Deferred tax reflects the net tax effects of temporary differences between the carrying amounts of assets or liabilities for financial reporting purposes and the amounts used for income tax purposes. As of December 31, 2018 and 2017, the Company’s deferred taxes were in respect of the following:

 

   December 31, 
   2018   2017 
Net operating loss carry forward  $1,509   $1,814 
Provisions for employee rights and other temporary differences   278    542 
Deferred tax assets before valuation allowance   1,787    2,356 
Valuation allowance   (1,787)   (1,814)
Deferred tax assets   -    542 
Deferred tax liability   -    - 
Deferred tax assets, net  $-   $542 

 

E.

Tax losses

 

As of December 31, 2018, the Company has a net operating loss carry forward of approximately $5,123, according to the tax report of 2017, which may be utilized to offset future taxable income for United States federal tax purposes.

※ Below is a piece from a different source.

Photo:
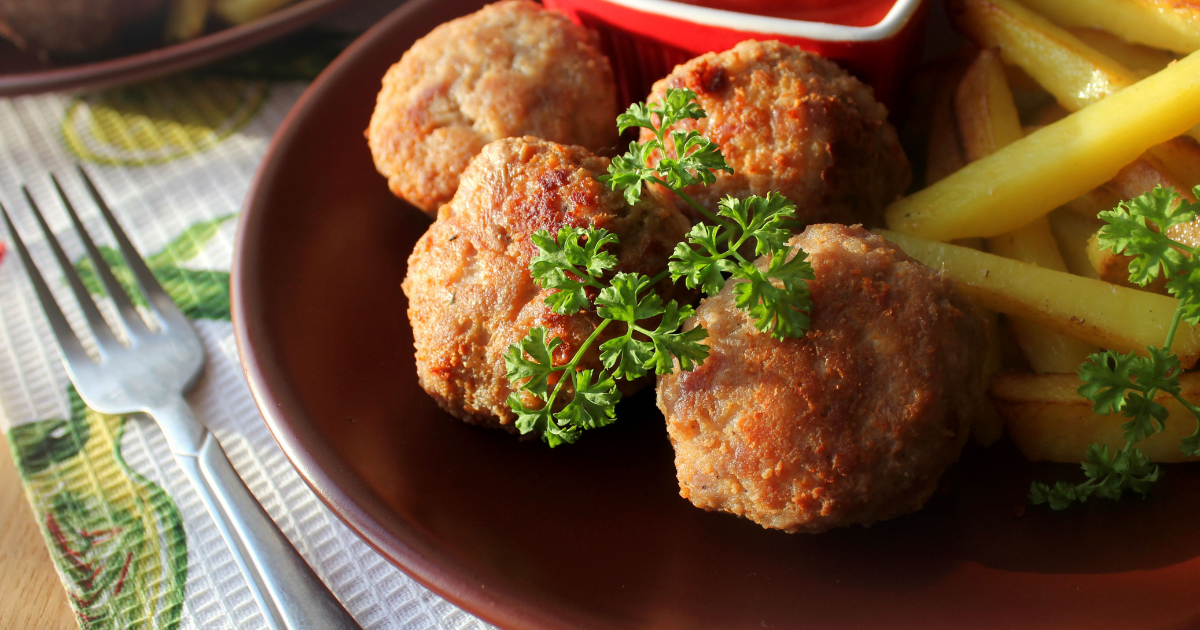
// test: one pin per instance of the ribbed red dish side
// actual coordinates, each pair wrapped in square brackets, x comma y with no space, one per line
[646,47]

This net operating loss carry forward begins to expire in 2022.  Since it is more likely than not that the Company will not realize a benefit from this net operating loss carry forward, a 100% valuation allowance has been recorded to reduce the deferred tax asset to its net realizable value.

 

F.

Tax Assessments

 

The Company received final tax assessments in the United States through tax year 2012, and with regard to the Israeli subsidiaries received final tax assessments up until tax year 2012.

 

G.

Uncertain Tax Position

 

The Company did not record any liability for income taxes associated with unrecognized tax benefits during 2018 and 2017.